YAPMA bunu, açık bırakma kapıyı, aç.
Açık bırakılan kapıdan herkes girebilir ve bu sağlıklı bir durum değil, biliyorsun.
Ama kapıyı açmak başkadır, bambaşkadır.
Özel olarak açılır. Buyur edilir.
Ve bu layık olana yapılır.
Sen kapıyı açık bırakma, aç.
Ve ben senin açık bıraktığın kapıdan değil benim için hususi olarak açtığın kapıdan girmeliyim.
Evlere kapılarından girilir, insana ise kalbinden.
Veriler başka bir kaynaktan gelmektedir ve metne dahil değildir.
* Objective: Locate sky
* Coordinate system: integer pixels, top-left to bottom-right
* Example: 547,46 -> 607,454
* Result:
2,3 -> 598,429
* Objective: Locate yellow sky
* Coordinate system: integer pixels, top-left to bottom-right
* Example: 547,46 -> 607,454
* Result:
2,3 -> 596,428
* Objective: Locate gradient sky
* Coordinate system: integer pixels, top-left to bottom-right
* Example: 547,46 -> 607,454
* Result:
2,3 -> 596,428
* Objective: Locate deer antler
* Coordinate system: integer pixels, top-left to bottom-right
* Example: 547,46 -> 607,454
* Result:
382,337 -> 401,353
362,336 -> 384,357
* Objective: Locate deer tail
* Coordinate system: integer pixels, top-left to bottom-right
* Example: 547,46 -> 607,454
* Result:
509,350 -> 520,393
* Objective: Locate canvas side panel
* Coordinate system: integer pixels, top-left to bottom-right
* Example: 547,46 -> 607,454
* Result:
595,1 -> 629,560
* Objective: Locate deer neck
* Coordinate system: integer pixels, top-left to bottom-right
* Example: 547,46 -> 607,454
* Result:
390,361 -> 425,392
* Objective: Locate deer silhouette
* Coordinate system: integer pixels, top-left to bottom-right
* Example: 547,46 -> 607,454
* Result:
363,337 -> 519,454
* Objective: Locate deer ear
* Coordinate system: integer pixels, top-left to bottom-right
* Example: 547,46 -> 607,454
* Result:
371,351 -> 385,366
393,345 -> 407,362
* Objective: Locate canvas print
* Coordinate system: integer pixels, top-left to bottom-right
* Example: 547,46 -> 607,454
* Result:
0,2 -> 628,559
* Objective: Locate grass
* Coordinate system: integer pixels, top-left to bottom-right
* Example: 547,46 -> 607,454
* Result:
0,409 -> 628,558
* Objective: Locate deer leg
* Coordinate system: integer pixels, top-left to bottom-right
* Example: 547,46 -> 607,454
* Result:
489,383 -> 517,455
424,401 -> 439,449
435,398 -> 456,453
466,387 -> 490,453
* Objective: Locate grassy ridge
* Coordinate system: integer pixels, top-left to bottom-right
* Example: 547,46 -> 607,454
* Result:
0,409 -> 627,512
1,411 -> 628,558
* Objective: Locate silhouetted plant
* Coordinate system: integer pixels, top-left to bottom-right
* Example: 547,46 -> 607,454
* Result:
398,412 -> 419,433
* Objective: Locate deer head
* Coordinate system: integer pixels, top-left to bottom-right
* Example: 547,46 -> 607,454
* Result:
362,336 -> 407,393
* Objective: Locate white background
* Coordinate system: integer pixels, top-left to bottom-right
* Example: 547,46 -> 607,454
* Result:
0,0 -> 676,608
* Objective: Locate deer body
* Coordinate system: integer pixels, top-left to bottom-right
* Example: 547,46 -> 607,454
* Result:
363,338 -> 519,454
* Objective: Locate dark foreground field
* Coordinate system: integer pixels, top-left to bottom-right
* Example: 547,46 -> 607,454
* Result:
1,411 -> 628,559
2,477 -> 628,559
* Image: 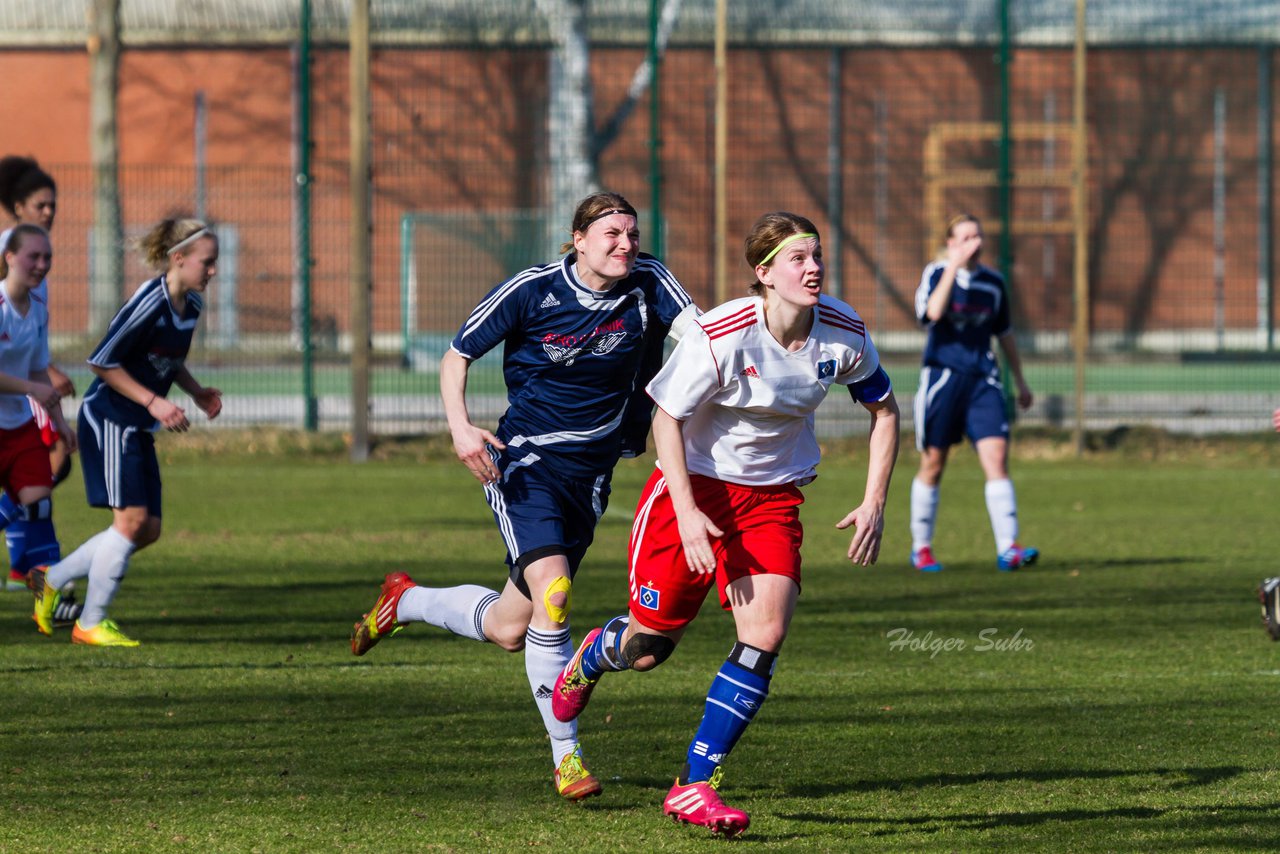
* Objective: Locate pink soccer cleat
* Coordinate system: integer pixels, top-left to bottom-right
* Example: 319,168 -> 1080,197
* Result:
662,768 -> 750,837
553,627 -> 602,722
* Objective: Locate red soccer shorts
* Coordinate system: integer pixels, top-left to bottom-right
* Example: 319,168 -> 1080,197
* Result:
627,467 -> 804,632
0,419 -> 54,497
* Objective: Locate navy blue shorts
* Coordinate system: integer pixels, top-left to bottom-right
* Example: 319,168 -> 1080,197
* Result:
483,446 -> 611,599
77,405 -> 163,516
913,366 -> 1009,451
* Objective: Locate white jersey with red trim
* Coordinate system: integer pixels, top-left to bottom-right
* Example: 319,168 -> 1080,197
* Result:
0,279 -> 50,429
646,293 -> 883,486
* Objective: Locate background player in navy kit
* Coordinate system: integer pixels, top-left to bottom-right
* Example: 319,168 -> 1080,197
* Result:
909,213 -> 1037,573
552,212 -> 900,836
30,217 -> 222,647
0,225 -> 75,624
349,192 -> 696,800
0,158 -> 80,620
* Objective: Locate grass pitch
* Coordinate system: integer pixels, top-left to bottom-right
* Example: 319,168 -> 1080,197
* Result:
3,430 -> 1279,852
Ben ise kalbine benim için açtığın o kapıdan tam açtığın vakit gireceğim.
Ve diyeceğim ki, “Beni iyileştirebilir misin?”
Sen de bana kısılmış gözlerinle bin yıl beklemiş bir eda ile bakarak “Evet” diyeceksin, “evet.”
Ne ben sana neden bu kadar bekledin diye soracağım ne sen bana neredeydin bunca zaman diye sormayacaksın.
Biz soruların değil bulunmuş cevapların tadını çıkaracağız.
Muhabbetimiz aramak ve bulmak üzerine olacak.
Soranlar olacak elbette, ikimize de soracaklar meraklı bakışlarla.
Ve biz onlara şöyle diyeceğiz.
“Sen birini tek soru sormayacak kadar sevdin mi hiç?”